The find is a reminder of how much history sits underneath urbanized areas in the United Kingdom.
Archaeologists in Leicester announced that they’d found the bones of the lost monarch Richard III underneath a city council parking lot.
Archaeologists in Edinburgh uncovered the grave of a medieval knight on the construction site of a new building.
The commuter railway at the center of the current discovery, called Crossrail, is under development in southeast England. Archaeologists are consulting on the project to ensure that no historical artifacts or remains are destroyed.
In a shaft near Charterhouse Square in the historic district of Farringdon, the researchers discovered two neat rows of 13 skeletons buried about 8 feet (2.5 meters) below the road.
Black Death cemetery
The depth of the burials combined with pottery dating to 1350 found in the graves suggests that the skeletons belonged to plague victims who died around 1349.
There are historical records referring to a Black Death burial ground that opened in 1348 in the area, where as many as 50K people may have been hastily interred in less than three years.
The graveyard saw continued use until the 1500s, according to Crossrail.
The Black Death, or bubonic plague, was caused by a bacterium (Yersinia pestis) spread by Flies on rats.
It peaked in Europe in the mid-1300s but killed an estimated 75 million individuals over the course of the 14th century.

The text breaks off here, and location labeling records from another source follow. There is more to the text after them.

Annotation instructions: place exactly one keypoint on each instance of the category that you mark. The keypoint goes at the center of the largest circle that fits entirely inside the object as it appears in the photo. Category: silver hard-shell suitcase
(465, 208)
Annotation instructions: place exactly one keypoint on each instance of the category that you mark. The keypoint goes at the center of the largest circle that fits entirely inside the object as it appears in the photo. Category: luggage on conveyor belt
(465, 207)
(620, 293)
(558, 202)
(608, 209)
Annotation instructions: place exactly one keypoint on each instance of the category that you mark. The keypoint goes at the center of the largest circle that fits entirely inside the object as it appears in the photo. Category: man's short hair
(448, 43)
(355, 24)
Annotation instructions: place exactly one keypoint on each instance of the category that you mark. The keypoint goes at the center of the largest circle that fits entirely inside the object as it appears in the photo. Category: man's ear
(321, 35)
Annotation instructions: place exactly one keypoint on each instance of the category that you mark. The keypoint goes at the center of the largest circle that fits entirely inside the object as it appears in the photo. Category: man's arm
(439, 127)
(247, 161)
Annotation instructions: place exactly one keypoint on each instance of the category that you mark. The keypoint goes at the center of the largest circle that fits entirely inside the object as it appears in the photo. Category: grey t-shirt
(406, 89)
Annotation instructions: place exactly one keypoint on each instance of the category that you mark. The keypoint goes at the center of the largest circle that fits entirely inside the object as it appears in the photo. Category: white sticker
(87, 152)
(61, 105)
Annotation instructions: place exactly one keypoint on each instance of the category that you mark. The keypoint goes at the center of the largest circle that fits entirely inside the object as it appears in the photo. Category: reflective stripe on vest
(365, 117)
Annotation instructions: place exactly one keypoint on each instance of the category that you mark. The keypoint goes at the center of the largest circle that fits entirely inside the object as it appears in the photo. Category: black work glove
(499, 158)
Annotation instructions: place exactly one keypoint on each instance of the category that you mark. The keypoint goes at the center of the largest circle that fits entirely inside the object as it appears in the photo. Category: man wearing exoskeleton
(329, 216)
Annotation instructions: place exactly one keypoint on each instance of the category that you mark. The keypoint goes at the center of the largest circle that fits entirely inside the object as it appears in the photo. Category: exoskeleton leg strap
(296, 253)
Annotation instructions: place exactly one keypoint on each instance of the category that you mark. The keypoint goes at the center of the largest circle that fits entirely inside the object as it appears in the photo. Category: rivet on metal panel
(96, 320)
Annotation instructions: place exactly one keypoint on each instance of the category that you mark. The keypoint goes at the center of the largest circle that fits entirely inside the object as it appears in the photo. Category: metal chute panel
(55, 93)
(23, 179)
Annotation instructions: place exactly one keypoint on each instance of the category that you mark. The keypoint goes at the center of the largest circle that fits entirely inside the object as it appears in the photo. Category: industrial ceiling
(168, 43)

Victims sported blackened, swollen lymph nodes called buboes, contracted intense fevers and vomited blood, usually dying within days of contracting the illness.
No Man’s Land
In the sixteenth century, historian John Snow wrote of a Black Death burial ground in Farringdon dubbed “No Man’s Land.”
Despite the development of the area, no trace of this cemetery had been found until the Crossrail project began.
Charterhouse Square, where the skeletons were discovered, was a prime location for where the cemetery might be, as it had not been developed in the past 700 years.
In 1998, archaeologists searching for a historic chapel found a single skeleton in the square.
And 2 years ago, Crossrail archaeologists found previously disturbed human bones.
Both of those discoveries were tantalizing clues that a larger graveyard might be nearby.
Archaeologists have taken the excavated bones to the Museum of London Archaeology for testing, including DNA tests to identify any remaining Plague bacteria and radiocarbon testing on the bones to establish firm burial dates.
The researchers say there is no health risk from the Plague bacteria, as it can’t survive in the soil for long (rather they are looking for the dead bacteria’s DNA).
The site will be used as a shaft to support tunneling works once the skeleton is removed and analyzed.
Crossrail has also turned up skeletons near Bethlem Royal Hospital, better known as Bedlam for its appalling conditions in the Middle Ages.
Those skeletons (300 of them) dated back to the 1500s through 1700s.